The day was wasting as they neared the castle, and already in the shadows of the forest the tree-trunks were black and dim. The way wound through the solemn pine-wood, rising and falling as it crossed the hills. Far above them they could see the peaks reddened by the rays of the late sun, while they rode forward in the dimness of the bridle-path below. Now and then some sudden turn in the way brought them to the crest of an elevation from which they could look far over the wide range of the tree-clad country. Spread before them were the sweeping black forests of pine, broken here and there with patches of ling and heather, as the surface of the ocean may be mottled by lighter spaces that mark where the concealed currents run.

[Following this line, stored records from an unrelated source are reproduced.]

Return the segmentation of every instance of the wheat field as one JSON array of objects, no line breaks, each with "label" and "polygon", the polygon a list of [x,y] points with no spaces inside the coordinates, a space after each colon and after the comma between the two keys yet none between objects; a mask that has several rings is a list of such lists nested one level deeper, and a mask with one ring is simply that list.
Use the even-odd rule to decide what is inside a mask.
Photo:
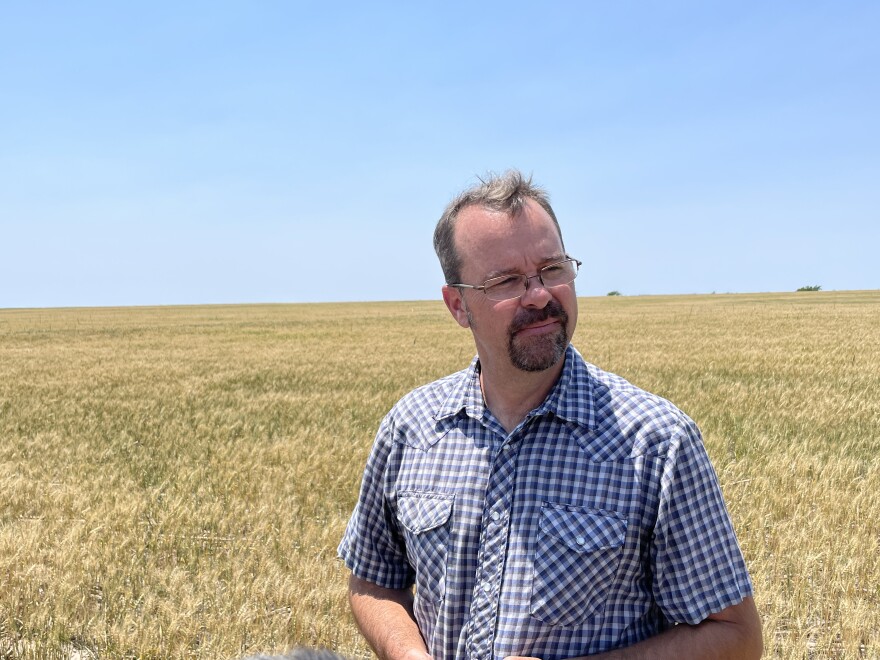
[{"label": "wheat field", "polygon": [[[703,430],[772,658],[880,658],[880,291],[580,299]],[[0,658],[369,656],[335,549],[440,302],[0,310]]]}]

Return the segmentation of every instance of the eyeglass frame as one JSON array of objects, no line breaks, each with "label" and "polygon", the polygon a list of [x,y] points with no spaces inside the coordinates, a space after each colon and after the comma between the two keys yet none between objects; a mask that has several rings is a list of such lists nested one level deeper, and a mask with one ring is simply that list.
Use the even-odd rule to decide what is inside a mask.
[{"label": "eyeglass frame", "polygon": [[520,293],[519,295],[510,296],[510,298],[501,298],[501,299],[489,298],[489,300],[494,300],[495,302],[503,302],[505,300],[513,300],[514,298],[521,298],[523,295],[528,293],[529,287],[531,286],[529,284],[529,282],[531,280],[535,279],[536,277],[538,278],[538,281],[541,283],[542,287],[544,287],[545,289],[549,288],[546,284],[544,284],[544,278],[541,277],[541,271],[543,271],[545,268],[551,268],[552,266],[558,266],[559,264],[568,263],[569,261],[573,261],[575,263],[574,277],[572,277],[568,282],[565,282],[564,284],[551,284],[550,285],[551,287],[565,286],[567,284],[571,284],[572,282],[574,282],[577,279],[578,270],[580,269],[581,266],[584,265],[584,262],[579,261],[578,259],[575,259],[574,257],[569,257],[568,255],[566,255],[565,259],[560,259],[559,261],[554,261],[552,264],[547,264],[546,266],[541,266],[538,269],[538,272],[535,273],[534,275],[525,275],[523,273],[509,273],[507,275],[498,275],[497,277],[490,277],[489,279],[485,280],[482,284],[462,284],[462,283],[451,284],[450,283],[450,284],[447,284],[446,286],[451,286],[455,289],[474,289],[476,291],[482,291],[483,295],[486,296],[487,298],[489,298],[489,293],[487,292],[487,289],[491,289],[492,286],[494,286],[494,285],[487,285],[487,282],[491,282],[492,280],[499,280],[498,284],[500,284],[501,280],[504,280],[508,277],[517,277],[517,278],[520,278],[524,281],[525,289],[523,289],[522,293]]}]

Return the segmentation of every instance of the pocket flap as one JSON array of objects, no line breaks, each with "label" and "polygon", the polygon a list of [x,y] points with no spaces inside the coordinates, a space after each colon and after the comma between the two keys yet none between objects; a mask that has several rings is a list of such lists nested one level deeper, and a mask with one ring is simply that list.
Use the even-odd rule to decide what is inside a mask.
[{"label": "pocket flap", "polygon": [[576,552],[593,552],[623,545],[626,518],[596,509],[545,504],[541,531]]},{"label": "pocket flap", "polygon": [[397,497],[400,522],[414,534],[440,527],[452,515],[454,499],[444,493],[401,493]]}]

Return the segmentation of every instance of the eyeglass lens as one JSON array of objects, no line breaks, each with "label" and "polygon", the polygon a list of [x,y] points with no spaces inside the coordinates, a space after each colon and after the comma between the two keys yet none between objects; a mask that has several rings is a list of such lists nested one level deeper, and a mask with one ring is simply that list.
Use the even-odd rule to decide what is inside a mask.
[{"label": "eyeglass lens", "polygon": [[[538,271],[537,277],[544,286],[562,286],[574,281],[577,277],[578,265],[574,259],[560,261],[556,264],[544,266]],[[508,300],[518,298],[528,289],[528,281],[532,279],[526,275],[508,275],[502,278],[488,280],[485,283],[486,295],[491,300]]]}]

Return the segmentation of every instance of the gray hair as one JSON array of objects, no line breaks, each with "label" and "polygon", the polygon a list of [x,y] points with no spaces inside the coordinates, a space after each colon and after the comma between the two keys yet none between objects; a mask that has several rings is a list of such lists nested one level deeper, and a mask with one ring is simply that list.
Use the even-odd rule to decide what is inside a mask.
[{"label": "gray hair", "polygon": [[440,260],[443,277],[447,284],[454,284],[461,278],[461,256],[455,247],[455,223],[458,214],[469,206],[482,206],[490,211],[503,211],[511,216],[519,213],[526,200],[532,199],[547,211],[556,225],[559,240],[562,230],[550,206],[550,196],[542,187],[532,183],[532,177],[525,178],[519,170],[507,170],[502,175],[488,174],[480,183],[460,193],[449,202],[437,227],[434,229],[434,251]]}]

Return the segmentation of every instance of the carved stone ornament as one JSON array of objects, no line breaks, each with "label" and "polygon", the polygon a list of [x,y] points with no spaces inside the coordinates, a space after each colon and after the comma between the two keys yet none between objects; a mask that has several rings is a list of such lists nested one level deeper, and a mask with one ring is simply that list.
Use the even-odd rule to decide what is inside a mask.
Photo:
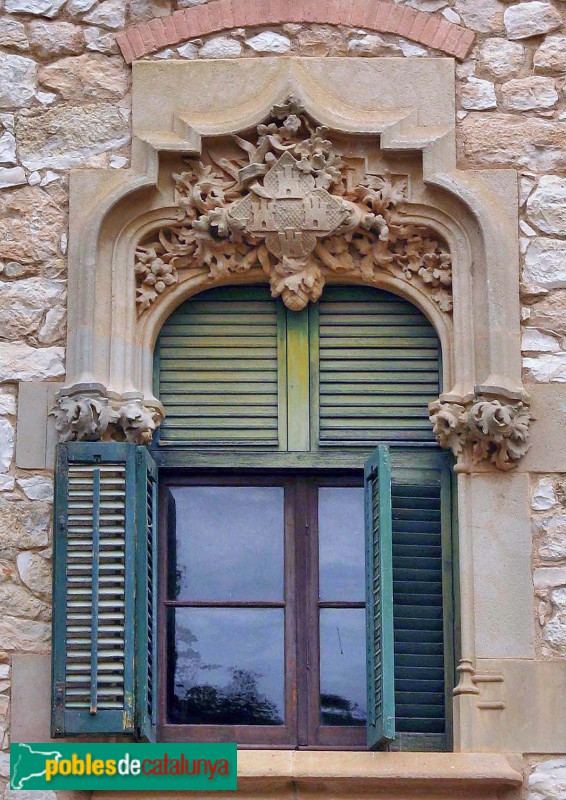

Suddenly, as they turned a corner where the path ran along a rocky hillside, becoming so narrow that they were close together, Erna laid her hand on the arm of her companion.

"Look!" she exclaimed, pointing with the other hand.

Far, far before them, bathed in the golden light of the dying sun, lay the peaks of the Alps. White and pure as crystal the snowy summits rose toward the sky, while lower the slopes were flushed to rosy pink, or dyed to strange and lovely hues of gold and crimson and purple. From a cloud of rainbow colors soared the rosy peaks, fairer than dreams.